The contrast between White’s and my own chapters also show how the significance of the technological differences between the presentation medium chosen for each blog (posting a photograph vs. building a collage with Polyvore) affects the ways in which the female body is or is not scrutinized.

Thematic Focus

Finally, each contributor considers how the thematic focus of each platform under discussion shaped its relationship to gender and embodiment. For Smith-Shomade the emphasis on faith and spirituality structures the context in which both the viewer and the text present the female singers, understanding them not simply as performers to be scrutinized but as participants in a faith community in which these kinds of spiritual experiences present an important space for African American women to take part. I argue that the emphasis on fandom as the focus that shapes the bloggers’ creative engagement with fashion both allows for fashion blogs that emphasize creativity and interpretation and de-emphasize consumption and beauty paradigms while carving out a space for a femininity and female fans to connect in traditionally “masculine” fandoms gaming culture.
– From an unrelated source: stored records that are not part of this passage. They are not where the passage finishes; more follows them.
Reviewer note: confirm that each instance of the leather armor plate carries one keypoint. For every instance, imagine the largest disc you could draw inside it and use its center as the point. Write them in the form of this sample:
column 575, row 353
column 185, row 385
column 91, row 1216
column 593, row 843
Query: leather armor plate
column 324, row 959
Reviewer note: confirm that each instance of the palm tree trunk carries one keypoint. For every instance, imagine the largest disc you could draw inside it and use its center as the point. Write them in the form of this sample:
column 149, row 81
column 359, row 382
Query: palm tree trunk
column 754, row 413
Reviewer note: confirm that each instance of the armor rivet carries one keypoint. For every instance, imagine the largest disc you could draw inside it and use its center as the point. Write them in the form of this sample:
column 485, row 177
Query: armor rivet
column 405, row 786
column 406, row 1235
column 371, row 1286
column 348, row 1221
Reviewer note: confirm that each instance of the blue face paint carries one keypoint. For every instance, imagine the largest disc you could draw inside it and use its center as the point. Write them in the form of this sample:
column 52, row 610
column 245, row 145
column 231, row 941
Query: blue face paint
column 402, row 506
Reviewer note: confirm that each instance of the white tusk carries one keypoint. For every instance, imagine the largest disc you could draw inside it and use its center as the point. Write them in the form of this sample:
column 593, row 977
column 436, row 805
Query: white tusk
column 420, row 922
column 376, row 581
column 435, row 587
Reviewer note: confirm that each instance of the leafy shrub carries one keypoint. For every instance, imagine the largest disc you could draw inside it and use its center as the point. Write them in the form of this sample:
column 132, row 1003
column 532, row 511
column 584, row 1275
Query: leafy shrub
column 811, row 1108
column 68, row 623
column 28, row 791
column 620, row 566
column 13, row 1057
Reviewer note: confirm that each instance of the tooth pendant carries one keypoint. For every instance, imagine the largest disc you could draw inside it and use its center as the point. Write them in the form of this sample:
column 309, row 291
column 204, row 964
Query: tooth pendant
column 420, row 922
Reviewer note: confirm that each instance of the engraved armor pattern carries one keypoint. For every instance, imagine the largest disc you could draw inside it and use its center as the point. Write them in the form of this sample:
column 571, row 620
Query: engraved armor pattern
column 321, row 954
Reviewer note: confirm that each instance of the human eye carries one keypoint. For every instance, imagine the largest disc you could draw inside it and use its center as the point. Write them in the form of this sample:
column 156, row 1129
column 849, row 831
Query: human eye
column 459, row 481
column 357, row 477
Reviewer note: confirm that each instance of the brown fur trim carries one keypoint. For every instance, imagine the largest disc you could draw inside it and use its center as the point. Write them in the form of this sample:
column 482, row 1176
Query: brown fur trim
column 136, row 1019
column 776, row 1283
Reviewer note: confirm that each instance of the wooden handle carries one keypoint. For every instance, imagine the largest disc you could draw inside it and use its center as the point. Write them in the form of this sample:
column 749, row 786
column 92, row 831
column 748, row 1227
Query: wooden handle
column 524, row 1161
Ley attends to this issue by considering how pregnancy apps often marginalize or diminish the role of the father in the pregnancy experience and assume a married, heterosexual, cis-gendered user base, which ultimately has ideological problems and consequences for the apps’ usability for some reviewers (like fathers).

These four threads provide only a glimpse into the pieces featured in the “Bodies” section of the anthology, but they illustrate the significance and complexity of the issues identified in these chapters.